E.g. consider the popular memory modules such as BH-5/UTT (2-2-2-5 1T) and TCCD (2.5-3-3-7 1T).
Burst length of 1, between 2.0-2-2-5 and 2.5-3-3-7,
2.0-2-2-5 average_time = 2 + 2.0 + 1/2 = 4.5 cycles
2.5-3-3-7 average_time = 3 + 2.5 + 1/2 = 6 cycles
Difference in cycles = 2.5 (4.5 vs 6)
% of frequency to break-even = 6 / 4.5 = 133.3%
Burst length of 2, between 2.0-2-2-5 and 2.5-3-3-7,
2.0-2-2-5 average_time = 2 + 2.0 + 2 x 1/2 = 5 cycles
2.5-3-3-7 average_time = 3 + 2.5 + 2 x 1/2 = 6.5 cycles
Difference in cycles = 1.5 (5 vs 6.5)
% of frequency to break-even = 6.5 / 5 = 130.0%
Burst length of 4, between 2.0-2-2-5 and 2.5-3-3-7,
2.0-2-2-5 average_time = 2 + 2.0 + 4 x 1/2 = 6 cycles
2.5-3-3-7 average_time = 3 + 2.5 + 4 x 1/2 = 7.5 cycles
Difference in cycles = 1.5 (6 vs 7.5)
% of frequency to break-even = 7.5 / 6 = 125.0%
Burst length of 8, between 2.0-2-2-5 and 2.5-3-3-7,
2.0-2-2-5 average_time = 2 + 2.0 + 8 x 1/2 = 8 cycles
2.5-3-3-7 average_time = 3 + 2.5 + 8 x 1/2 = 9.5 cycles
Difference in cycles = 1.5 (8 vs 9.5)
% of frequency to break-even = 9.5 / 8 = 118.75%
For a burst length of 4, for memory intensive application, in order for 2.5-3-3-7 to gain back the longer latency of 1.5 cycles (6 vs 7.5 cycles), the frequency has to be increased based on the 7.5:6 ratio, or 25% increase.

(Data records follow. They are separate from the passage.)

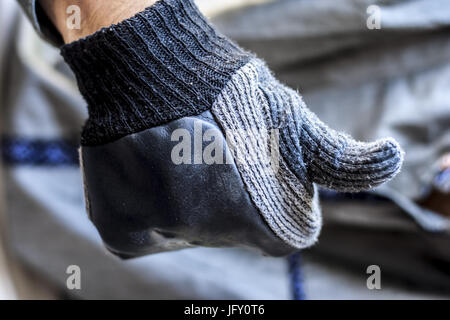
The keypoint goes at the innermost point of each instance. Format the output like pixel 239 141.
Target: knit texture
pixel 164 63
pixel 253 106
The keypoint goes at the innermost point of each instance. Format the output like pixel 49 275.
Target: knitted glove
pixel 153 73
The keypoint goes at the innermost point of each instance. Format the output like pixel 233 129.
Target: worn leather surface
pixel 142 202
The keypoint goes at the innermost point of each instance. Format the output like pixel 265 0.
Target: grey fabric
pixel 48 227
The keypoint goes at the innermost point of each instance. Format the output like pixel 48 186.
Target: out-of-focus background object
pixel 371 83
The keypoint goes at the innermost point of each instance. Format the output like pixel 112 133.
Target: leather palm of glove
pixel 191 141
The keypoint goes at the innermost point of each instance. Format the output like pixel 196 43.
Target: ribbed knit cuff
pixel 164 63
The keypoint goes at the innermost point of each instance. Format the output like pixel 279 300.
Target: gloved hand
pixel 191 141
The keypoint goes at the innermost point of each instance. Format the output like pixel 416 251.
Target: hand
pixel 95 14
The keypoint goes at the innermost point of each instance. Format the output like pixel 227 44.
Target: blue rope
pixel 38 152
pixel 296 276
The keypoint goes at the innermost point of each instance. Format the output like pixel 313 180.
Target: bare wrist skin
pixel 95 14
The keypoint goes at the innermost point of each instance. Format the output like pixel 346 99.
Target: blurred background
pixel 370 68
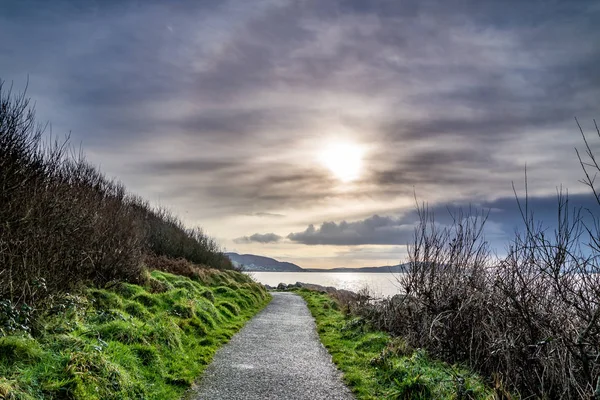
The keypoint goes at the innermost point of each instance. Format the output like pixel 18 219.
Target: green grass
pixel 130 342
pixel 377 366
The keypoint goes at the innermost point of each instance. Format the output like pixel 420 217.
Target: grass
pixel 129 342
pixel 378 366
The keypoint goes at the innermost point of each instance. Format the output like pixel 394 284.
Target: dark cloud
pixel 259 238
pixel 203 100
pixel 503 220
pixel 373 230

E.g. 250 MHz of BH5/UTT at 2-2-2-5 equates to 312.5 MHz of TCCD at 2.5-3-3-7, for the same latency from ACT to DQ out for a burst length of 4.
For a burst length of 8, for memory intensive application, in order for 2.5-3-3-7 to gain back the longer latency of 1.5 cycles (8 vs 9.5 cycles), the frequency has to be increased based on the 9.5:8 ratio, or 18.75% increase.
E.g. 250 MHz of BH5/UTT at 2-2-2-5 equates to 296.9 MHz of TCCD at 2.5-3-3-7, for the same latency from ACT to DQ out for a burst length of 8.
This number represents the upper bound of memory frequency that has to be increased for 100% memory read access. For real applications, the frequency increase number for breaking-even the low latency would be less, depending on the intensitiy of memory access.